ABSTRACT

This essay provides an overview of the main challenges confronting Indian federalism in the period following the general election of April-May 2014-an election that brought about profound changes to the context in which centre-state relations in India are worked out. Against most predictions, the 2014 general election restored a single-party majority in the Lok Sabha, for the first time since 1984.1 The operation of Indian federalism has long been tied to the formation of coalitions in the central Government (‘the Centre’), in which some parties with a regional support base have played a key part. Given that the working of Indian federalism over recent decades has been closely interconnected with a diversified and fragmented party system, in which regional parties play a leading role, would the resumption of single-party government at the Centre herald a gradual centralization of power in the Indian federal system? To address this question, this essay is structured as follows. First, it briefly elaborates

on the factors that led to changes in the political status quo in 2014, as well as discussing state assembly elections that have been held since the general election.

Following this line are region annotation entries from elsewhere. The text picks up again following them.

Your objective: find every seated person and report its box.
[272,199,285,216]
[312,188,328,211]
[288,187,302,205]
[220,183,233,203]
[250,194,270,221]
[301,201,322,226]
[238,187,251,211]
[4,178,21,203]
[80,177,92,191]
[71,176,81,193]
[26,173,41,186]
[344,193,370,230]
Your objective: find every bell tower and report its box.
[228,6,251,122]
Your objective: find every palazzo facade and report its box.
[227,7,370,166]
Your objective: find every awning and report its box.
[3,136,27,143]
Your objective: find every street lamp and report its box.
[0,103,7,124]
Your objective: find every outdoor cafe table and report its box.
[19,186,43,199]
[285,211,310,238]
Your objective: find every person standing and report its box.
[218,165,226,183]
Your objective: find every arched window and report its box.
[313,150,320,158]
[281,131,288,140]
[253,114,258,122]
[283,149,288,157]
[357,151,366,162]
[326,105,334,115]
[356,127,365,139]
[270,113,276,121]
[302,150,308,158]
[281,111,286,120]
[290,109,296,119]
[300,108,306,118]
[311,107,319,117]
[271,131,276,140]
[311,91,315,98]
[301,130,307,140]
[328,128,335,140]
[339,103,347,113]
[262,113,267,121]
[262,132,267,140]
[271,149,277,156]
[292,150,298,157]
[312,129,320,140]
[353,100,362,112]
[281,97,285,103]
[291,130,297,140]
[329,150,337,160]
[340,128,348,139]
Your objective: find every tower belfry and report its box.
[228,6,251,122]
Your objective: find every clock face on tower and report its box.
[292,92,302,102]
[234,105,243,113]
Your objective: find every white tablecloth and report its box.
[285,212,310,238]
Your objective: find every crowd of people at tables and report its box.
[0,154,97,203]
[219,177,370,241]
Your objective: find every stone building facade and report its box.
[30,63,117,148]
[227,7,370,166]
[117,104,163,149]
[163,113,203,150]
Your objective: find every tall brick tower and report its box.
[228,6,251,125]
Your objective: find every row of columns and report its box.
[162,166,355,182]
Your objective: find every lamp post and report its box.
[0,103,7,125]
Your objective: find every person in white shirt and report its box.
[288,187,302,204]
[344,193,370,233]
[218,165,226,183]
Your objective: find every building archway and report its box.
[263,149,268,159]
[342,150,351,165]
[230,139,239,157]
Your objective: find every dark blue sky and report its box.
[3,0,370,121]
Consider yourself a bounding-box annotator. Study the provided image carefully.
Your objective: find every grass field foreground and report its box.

Subsequently, the essay assesses the implications for Indian federalism of a Bharatiya Janata Party (BJP) majority at the Centre in three domains: (i) the extent to which the Centre is likely to involve the states in the development of policies that would affect their autonomy, through the remodelling of so-called shared-rule institutions; (ii) the extent to which the reform of the fiscal architecture of India, in particular the implementation of the Fourteenth Finance Commission Report, the reduction in Centrally Sponsored Schemes and the introduction of a goods and services tax (GST), will affect the fiscal and financial self-rule of the states; and (iii) the management of territorial diversity, not only with regard to further state reorganization-taking stock of the formation of Telangana as one of the last acts of the outgoing United Progressive Alliance (UPA) Government in 2014-but also in relation to critical border states such as Kashmir and Nagaland.